DECLARE @date date = '20200531';
SET DATEFORMAT dmy;
--Works correct
SELECT *
FROM dbo.SampleTable
WHERE VarcharDate = @Date;

SET DATEFORMAT mdy;
--Errors!
SELECT *
FROM dbo.SampleTable
WHERE VarcharDate = @Date;
GO
--Clean up
DROP TABLE dbo.SampleTable;

Applying a CONVERT with a style code will alleviate the above behaviour, but you will have a non-SARGable query and so performance will (significantly) degrade.

Ordering is different

Numerical values, Dates, string (and other data types) all order differently. This means that if you are storing a value in a varchar when it should be stored in a more representative data type, you'll likely find that the data doesn't behave as you expect when you use an ORDER BY or the rows you would like to be returned when you query the data aren't the ones you want when you use operators like <, > and BETWEEN.

Let's start with numerical values. We all know that the number 10 is greater than the number 9, but what about the strings '10' and '9'? Well for the string the opposite is true; '10' is lower than the string '9'. String data types are ordered alphabetically, (normally) starting at the left most character and then moving right.
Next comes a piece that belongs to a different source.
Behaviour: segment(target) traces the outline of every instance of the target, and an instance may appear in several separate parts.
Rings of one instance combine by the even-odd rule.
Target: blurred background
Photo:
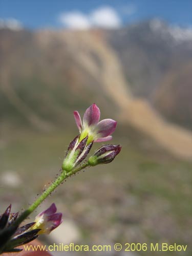
[[[177,243],[188,249],[174,255],[190,255],[191,9],[190,0],[0,0],[1,212],[26,208],[51,182],[78,133],[73,111],[95,102],[118,121],[111,143],[122,152],[38,208],[54,202],[63,214],[42,241]]]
For the 2 prior strings the first 2 characters would be compared, '1' and '9' respectively, and as '1' has a lower value than '9', then so too must '10'. This also means that a value like '919199' would have a lower value than a number like '97' as the first characters match, but then the second character in the first value has a lower value, and so the entire value must have a "lower" value.

For values like dates, the same principle applies. Take the 2 "dates" (varchars) '09/07/2020' and '10/03/2017'. No matter what language you're in, the first value would be the "greater" value; it's in 2020 where as the latter is in 2017. Of course, however, as we're dealing with a varchar once again the opposite is true, and the latter date has the "greater" value. In effect this means that, according to the date, the "date" '10/03/2017' is after '09/07/2020', which is obviously not true.
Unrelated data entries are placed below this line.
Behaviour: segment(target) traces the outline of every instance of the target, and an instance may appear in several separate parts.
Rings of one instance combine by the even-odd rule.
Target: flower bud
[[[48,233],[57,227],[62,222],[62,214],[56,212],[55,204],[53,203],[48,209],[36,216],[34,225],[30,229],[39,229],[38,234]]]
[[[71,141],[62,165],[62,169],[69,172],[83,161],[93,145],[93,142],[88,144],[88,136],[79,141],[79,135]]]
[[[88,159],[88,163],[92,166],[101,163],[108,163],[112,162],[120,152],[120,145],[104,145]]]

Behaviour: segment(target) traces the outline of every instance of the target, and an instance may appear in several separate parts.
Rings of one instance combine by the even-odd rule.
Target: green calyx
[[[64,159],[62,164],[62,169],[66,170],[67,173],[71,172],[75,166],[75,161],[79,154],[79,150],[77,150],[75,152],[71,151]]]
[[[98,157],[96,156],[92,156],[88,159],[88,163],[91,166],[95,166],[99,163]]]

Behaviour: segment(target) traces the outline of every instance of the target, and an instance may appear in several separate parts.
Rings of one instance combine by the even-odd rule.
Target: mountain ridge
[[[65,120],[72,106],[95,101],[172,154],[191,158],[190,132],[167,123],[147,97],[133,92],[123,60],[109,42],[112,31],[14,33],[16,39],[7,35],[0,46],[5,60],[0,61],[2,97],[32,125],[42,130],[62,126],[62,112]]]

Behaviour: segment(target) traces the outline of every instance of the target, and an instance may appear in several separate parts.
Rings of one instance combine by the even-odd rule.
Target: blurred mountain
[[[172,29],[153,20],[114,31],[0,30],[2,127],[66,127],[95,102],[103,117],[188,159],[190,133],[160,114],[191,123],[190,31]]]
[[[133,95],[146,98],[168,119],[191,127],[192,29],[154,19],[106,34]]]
When using the <, > and BETWEEN operators, then you can get some really odd results. Take the clause WHERE VarcharDate >= '20/03/2020' AND VarcharDate < '09/04/2020'. This clause will never return any data as it is impossible for a (varchar) value to be lower than the value '09/04/2020' and greater or equal to the value '20/03/2020'. That's because the second value in the clause has a lower value than first, so nothing fits between the 2 values. It would be akin to asking for a number larger than 10 and lower than 5; no such numbers exist as 10 is larger than 5.

This behaviour, unsurprisingly, effects your ORDER BY clause as well, and your data will be sorted as the data type it is, a varchar. Take the below statement, which gives some (now) unsurprising results:

SELECT V.I
FROM (VALUES('1'),
		    ('4'),
		    ('9'),
		    ('17'),
		    ('24'),
		    ('78'),
		    ('207'),
		    ('409'),
		    ('8999'))V(I)
ORDER BY V.I;

Which gives you the results below:

I
----
1
17
207
24
4
409
78
8999
9

Conclusion

The conclusion here is simple, always use the correct data type for the data you are storing. If it's date/time then use one of the 6 date and time data types, if it's numerical then you likely want decimal or int (yes, float exists, but that comes with caveats and often misused). If your users "demand" that the data is in a specific format, get them to speak to the application/presentation layer's developers or pass the information on yourself. What format the users see the data in should have little impact on the "format" it is stored in, as data types like date are stored as binary values with no formatting information; how that value is then displayed is completely up to the application. If you have decided to store the data as a varchar then know that you are in for a world of "hurt" at some point down the line; either in performance or behaviour, and that you should heavily consider fixing that design sooner, rather than later before it becomes a much larger problem.